The language, of course, is a bit much — I was eighteen and emotional — but the sentiment it carries is true enough. I came to enjoy cricket because it made me feel like a part of something bigger than myself. But even in that form, while better than hero worship, it was still tied back to me, my headspace. It took a few more birthdays, and forced time away from the sport before I could detach cricket from my personhood, and see it for what it really was — a spectacle of human talent — what philosophers (since when do they talk about sport, anyway) call the ‘purist’ form of spectatorship:
Purists derive aesthetic pleasure from good play. They appreciate a virtuoso performance irrespective of the performer, that is, irrespective of which team or athlete delivers it (Dixon, 2016). […] For purists, a proper appreciation of the spectacle is paramount, and allegiance to a particular team threatens to undermine a proper appreciation of sport.

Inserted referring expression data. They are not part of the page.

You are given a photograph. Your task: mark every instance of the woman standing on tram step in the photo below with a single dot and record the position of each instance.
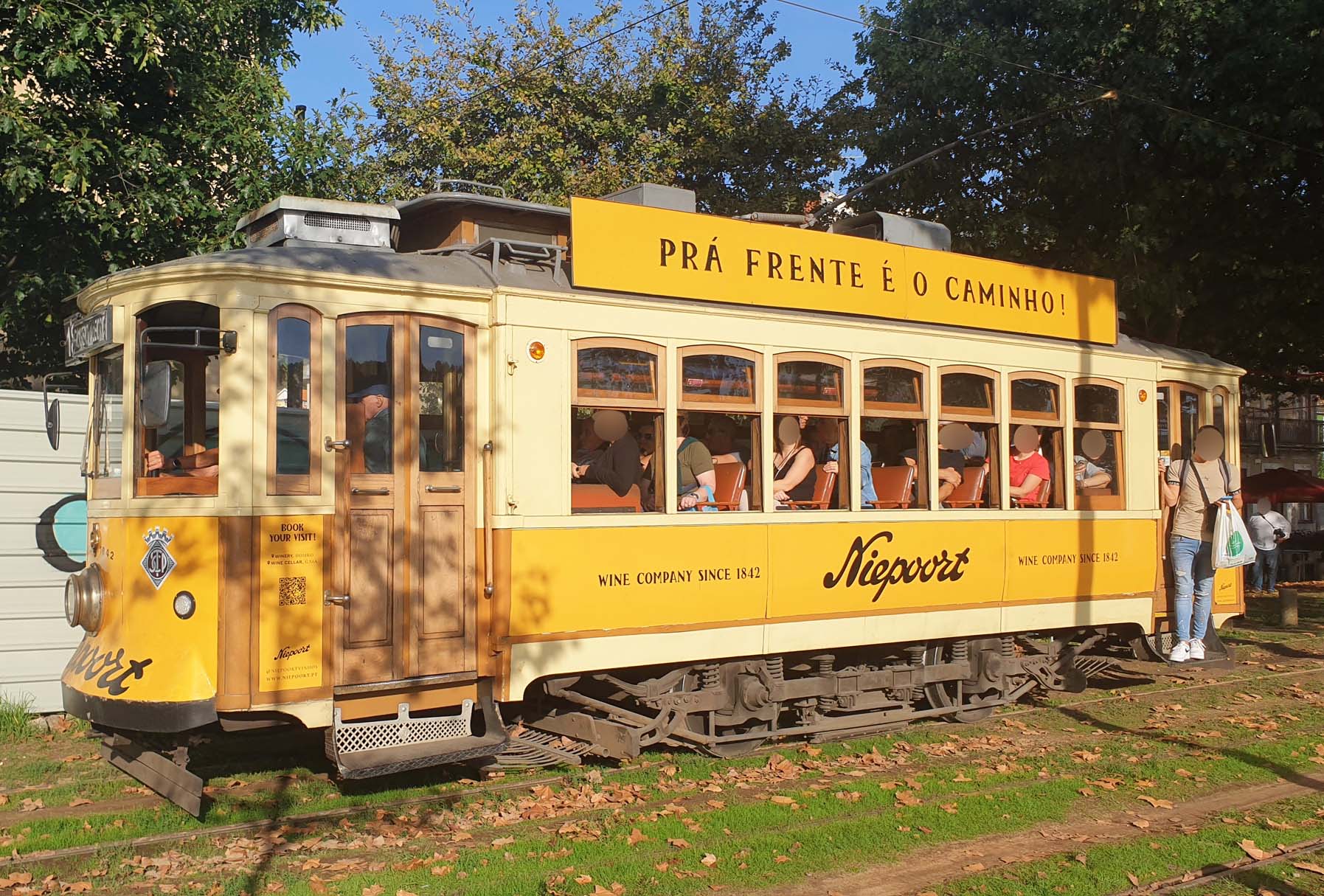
(792, 465)
(1188, 486)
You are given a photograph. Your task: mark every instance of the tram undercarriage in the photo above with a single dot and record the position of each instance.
(731, 707)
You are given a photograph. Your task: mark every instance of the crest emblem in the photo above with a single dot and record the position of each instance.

But through it all, irrespective of how I’ve chosen to relate to the sport on the whole, I’ve been irresistibly, unfailingly drawn by what I’ve named paroxysmal brilliance. Sport allows it — it doesn’t demand an endless uninterrupted stream of excellence. It rewards the select few that are able to accomplish it, sure, but at least to me, going off of twelve years of spectatorship, sport is defined more by the singular episodes. Seven wickets at Lord’s, 2014. First hour of play at Trent Bridge, 2015. 82 runs, Mohali, 2016. 171 runs, Derby, 2017. Run-out, Lord’s, 2019. 135*, Headingley, 2019. Gabba, 2021. An entire career of thirties and forties would be overwritten by a few brilliant hours at the crease. A few brilliant hours, of course, that you’ve worked decades for. I watch cricket seeking out those episodes — not just because they fill me with enough joy to last a year, but because their occurrence in itself is testament to years of mastery and faith. And in seeking those out in sport, over time, I have also sought them for myself. Not in its literal form— me playing sport is a possibility that mustn’t even be afforded an imagining — but yes, of course, I want the paroxysms for myself. Not for posterity. Not because I’d like people to talk about it. Simply because I can’t think of another incentive to go through the motions of life. I’d rather not make it through one week after another if I’m not taking the odd six wickets that the world pauses to take in. That I pause to take in. But six wickets in the middle of a test match where the batting team’s at 245-2 with a lead of 100 will do. I don’t want the four hundred wickets that takes me to the leaderboard.
Paroxysmally extraordinary. It’s more sustainable for an undiagnosed perfectionist, anyway — and it keeps life interesting. You never know when the first of the six wickets is coming. Or if it’ll take the inside or outside edge. Take guard.